Erfurt, 10.05.2019 – Heute startet die Frühjahrstagung des Deutschen Hausärzteverbandes in Erfurt. Gastgeber ist in diesem Jahr der Thüringer Hausärzteverband. Neben der Vorbereitung auf den 122. Deutschen Ärztetag werden sich die 120 Delegierten mit Fragen rund um die Stärkung des hausärztlichen Nachwuchses beschäftigen. Die aktuelle Ärztestatistik der Bundesärztekammer zeigt einen Anstieg bei der Entwicklung der Hausarztzahlen und auch Umfragen unter Medizinstudierenden bestätigen ein wachsendes Interesse an der Allgemeinmedizin sowie der hausärztlichen Arbeit. Die Delegiertenversammlung wird insbesondere darüber diskutieren, wie dieser positive Trend vorangetrieben werden kann und welche Bedingungen die Hausärztinnen und Hausärzte hierfür an Politik und Selbstverwaltung stellen.

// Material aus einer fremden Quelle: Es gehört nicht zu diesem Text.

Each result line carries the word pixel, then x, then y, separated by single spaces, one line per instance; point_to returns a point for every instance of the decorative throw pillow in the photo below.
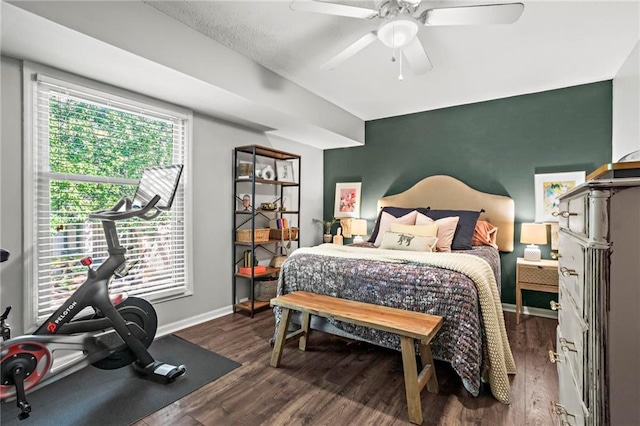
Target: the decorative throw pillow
pixel 466 226
pixel 395 212
pixel 485 234
pixel 417 230
pixel 386 219
pixel 402 241
pixel 446 230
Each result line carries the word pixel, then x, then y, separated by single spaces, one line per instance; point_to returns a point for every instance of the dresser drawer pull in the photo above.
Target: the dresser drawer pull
pixel 570 346
pixel 564 214
pixel 566 272
pixel 560 411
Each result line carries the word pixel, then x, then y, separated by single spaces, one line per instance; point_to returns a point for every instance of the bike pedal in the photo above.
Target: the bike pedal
pixel 161 372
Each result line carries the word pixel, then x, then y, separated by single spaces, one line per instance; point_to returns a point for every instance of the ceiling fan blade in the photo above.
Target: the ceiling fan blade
pixel 351 50
pixel 416 56
pixel 332 9
pixel 474 15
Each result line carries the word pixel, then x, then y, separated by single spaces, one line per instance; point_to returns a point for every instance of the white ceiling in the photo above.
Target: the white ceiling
pixel 554 44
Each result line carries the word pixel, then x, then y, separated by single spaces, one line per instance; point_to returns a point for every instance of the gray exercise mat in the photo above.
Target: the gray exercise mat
pixel 119 397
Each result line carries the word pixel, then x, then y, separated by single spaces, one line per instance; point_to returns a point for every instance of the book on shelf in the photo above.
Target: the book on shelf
pixel 281 223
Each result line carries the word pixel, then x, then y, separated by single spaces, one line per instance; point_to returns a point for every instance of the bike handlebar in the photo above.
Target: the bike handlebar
pixel 114 212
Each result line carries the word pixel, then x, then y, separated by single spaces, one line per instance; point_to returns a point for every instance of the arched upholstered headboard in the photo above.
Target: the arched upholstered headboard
pixel 447 193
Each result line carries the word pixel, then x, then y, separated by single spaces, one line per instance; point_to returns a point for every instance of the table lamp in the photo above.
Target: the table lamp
pixel 358 229
pixel 533 234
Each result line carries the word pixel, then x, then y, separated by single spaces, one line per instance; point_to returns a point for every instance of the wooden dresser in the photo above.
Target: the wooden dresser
pixel 598 338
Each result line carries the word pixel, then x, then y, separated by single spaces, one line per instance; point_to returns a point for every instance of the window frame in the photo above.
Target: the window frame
pixel 32 74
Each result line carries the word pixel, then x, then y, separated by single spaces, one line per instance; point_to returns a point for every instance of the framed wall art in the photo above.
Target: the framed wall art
pixel 548 187
pixel 347 199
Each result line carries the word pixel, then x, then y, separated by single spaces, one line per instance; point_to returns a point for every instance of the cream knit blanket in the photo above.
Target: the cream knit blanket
pixel 500 361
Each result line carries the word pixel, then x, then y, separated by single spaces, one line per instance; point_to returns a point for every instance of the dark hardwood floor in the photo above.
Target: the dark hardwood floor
pixel 338 382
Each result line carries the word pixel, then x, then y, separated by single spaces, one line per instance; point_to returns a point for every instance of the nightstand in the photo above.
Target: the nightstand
pixel 538 276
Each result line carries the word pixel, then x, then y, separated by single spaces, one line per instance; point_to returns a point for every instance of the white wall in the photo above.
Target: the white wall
pixel 626 107
pixel 10 188
pixel 212 147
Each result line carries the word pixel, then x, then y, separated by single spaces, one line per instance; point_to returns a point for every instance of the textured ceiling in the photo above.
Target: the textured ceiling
pixel 554 44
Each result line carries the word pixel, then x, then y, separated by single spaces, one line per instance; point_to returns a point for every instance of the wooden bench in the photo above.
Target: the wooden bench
pixel 410 326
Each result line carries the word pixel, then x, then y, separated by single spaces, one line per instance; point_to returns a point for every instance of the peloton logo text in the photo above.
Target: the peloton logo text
pixel 52 326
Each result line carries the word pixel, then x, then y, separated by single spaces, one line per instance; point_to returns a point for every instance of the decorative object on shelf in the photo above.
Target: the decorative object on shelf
pixel 347 201
pixel 265 289
pixel 244 235
pixel 337 239
pixel 245 170
pixel 268 173
pixel 345 224
pixel 548 187
pixel 268 206
pixel 284 171
pixel 327 224
pixel 622 169
pixel 246 201
pixel 358 229
pixel 532 234
pixel 278 260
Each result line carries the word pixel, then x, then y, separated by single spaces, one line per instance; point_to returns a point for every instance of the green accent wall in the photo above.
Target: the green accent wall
pixel 495 146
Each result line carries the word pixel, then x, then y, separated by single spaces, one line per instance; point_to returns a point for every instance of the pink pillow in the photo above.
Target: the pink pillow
pixel 484 234
pixel 385 223
pixel 446 230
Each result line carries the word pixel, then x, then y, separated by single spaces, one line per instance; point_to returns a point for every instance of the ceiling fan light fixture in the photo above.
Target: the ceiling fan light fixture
pixel 398 32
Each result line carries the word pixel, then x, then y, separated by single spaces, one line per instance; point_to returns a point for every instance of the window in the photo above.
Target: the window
pixel 89 149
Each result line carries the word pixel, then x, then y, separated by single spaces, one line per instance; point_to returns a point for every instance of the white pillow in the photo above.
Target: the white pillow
pixel 417 230
pixel 446 229
pixel 387 219
pixel 402 241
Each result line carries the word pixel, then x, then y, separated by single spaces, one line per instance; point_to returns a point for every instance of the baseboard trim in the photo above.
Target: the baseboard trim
pixel 526 310
pixel 191 321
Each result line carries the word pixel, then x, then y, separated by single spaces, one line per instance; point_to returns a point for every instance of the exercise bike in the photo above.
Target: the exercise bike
pixel 116 334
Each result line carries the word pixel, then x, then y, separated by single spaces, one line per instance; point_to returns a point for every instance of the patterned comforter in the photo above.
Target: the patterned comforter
pixel 406 285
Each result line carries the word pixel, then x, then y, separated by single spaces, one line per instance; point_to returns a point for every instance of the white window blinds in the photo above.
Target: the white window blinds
pixel 89 149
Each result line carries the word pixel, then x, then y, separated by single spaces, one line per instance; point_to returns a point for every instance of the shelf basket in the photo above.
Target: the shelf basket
pixel 265 290
pixel 244 235
pixel 283 234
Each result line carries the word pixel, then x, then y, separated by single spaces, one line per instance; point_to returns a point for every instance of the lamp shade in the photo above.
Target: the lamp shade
pixel 533 233
pixel 359 227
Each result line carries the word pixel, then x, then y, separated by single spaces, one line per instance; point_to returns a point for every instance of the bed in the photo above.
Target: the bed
pixel 462 286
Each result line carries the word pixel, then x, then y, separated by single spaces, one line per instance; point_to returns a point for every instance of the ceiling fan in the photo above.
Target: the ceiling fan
pixel 400 22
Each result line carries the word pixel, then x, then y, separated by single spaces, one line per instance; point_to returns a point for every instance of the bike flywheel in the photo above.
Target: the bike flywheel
pixel 32 357
pixel 142 313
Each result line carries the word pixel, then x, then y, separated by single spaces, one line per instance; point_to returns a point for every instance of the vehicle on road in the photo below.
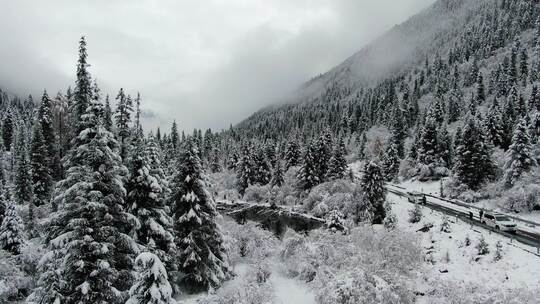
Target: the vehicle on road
pixel 415 197
pixel 499 222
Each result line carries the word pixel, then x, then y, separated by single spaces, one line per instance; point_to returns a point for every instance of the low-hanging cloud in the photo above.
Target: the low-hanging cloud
pixel 205 64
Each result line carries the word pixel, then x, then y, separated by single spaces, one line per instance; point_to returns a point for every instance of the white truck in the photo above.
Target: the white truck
pixel 499 222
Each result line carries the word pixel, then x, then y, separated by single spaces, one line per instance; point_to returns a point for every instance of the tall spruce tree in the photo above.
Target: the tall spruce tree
pixel 152 285
pixel 322 155
pixel 8 130
pixel 277 176
pixel 83 88
pixel 201 253
pixel 11 230
pixel 245 169
pixel 145 201
pixel 473 164
pixel 374 192
pixel 362 146
pixel 292 154
pixel 107 119
pixel 427 143
pixel 41 173
pixel 262 173
pixel 390 163
pixel 337 167
pixel 494 125
pixel 24 192
pixel 45 120
pixel 307 175
pixel 88 235
pixel 124 108
pixel 519 157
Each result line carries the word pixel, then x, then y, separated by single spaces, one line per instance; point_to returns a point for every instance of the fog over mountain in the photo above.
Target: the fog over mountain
pixel 204 64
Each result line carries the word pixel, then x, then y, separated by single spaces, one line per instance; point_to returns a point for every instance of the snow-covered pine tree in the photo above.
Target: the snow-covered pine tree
pixel 444 147
pixel 362 146
pixel 480 95
pixel 155 163
pixel 175 136
pixel 3 201
pixel 307 175
pixel 41 173
pixel 519 157
pixel 23 176
pixel 201 254
pixel 399 132
pixel 152 284
pixel 335 222
pixel 215 161
pixel 270 152
pixel 277 176
pixel 245 169
pixel 494 125
pixel 427 144
pixel 337 167
pixel 292 154
pixel 390 221
pixel 124 108
pixel 232 162
pixel 322 154
pixel 145 201
pixel 45 120
pixel 11 230
pixel 107 116
pixel 83 88
pixel 89 233
pixel 374 191
pixel 8 130
pixel 473 164
pixel 262 172
pixel 390 162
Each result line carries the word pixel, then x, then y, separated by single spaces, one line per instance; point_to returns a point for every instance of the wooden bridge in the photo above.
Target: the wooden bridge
pixel 272 217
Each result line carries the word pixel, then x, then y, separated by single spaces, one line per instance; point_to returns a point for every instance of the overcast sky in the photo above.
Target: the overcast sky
pixel 205 63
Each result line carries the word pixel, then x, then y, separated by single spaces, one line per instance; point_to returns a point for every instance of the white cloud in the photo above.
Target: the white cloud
pixel 204 63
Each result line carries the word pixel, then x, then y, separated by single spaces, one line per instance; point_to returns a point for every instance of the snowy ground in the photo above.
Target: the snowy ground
pixel 516 269
pixel 433 188
pixel 285 290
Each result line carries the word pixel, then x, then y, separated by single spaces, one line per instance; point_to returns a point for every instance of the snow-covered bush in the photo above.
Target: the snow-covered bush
pixel 248 241
pixel 30 257
pixel 445 224
pixel 288 194
pixel 359 287
pixel 14 283
pixel 257 193
pixel 333 195
pixel 498 251
pixel 467 241
pixel 415 214
pixel 335 222
pixel 224 183
pixel 152 284
pixel 444 292
pixel 482 246
pixel 390 221
pixel 320 257
pixel 11 230
pixel 253 288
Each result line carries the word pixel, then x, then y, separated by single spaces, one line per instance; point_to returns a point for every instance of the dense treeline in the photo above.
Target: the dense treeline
pixel 83 180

"Die Allgemeinmedizin hat es geschafft, das verstaubte Image, das von Seiten einiger Universitäten viel zu lange propagiert wurde, endlich abzulegen! Das ist ein großer Erfolg für uns! Hier muss nun angesetzt werden, sodass aus dem Interesse der jungen Ärzte-Generation auch ein klares "Ja" zur hausärztlichen Tätigkeit wird", sagt Ulrich Weigeldt, Bundesvorsitzender des Deutschen Hausärzteverbandes. "Was uns allerdings nicht weiterhilft, sind Konzepte und Vorgaben aus Politik und Selbstverwaltung, die diese positive Entwicklung bremsen oder sogar umkehren könnten. Beispielsweise die zunehmenden Eingriffe in unseren freien Beruf oder auch der wiederkehrende Generalverdacht gegenüber Ärztinnen und Ärzten, sie würden die Kassen bei deren Manipulationsversuchen unterstützen. So macht man sicherlich keine Werbung für den Hausarztberuf."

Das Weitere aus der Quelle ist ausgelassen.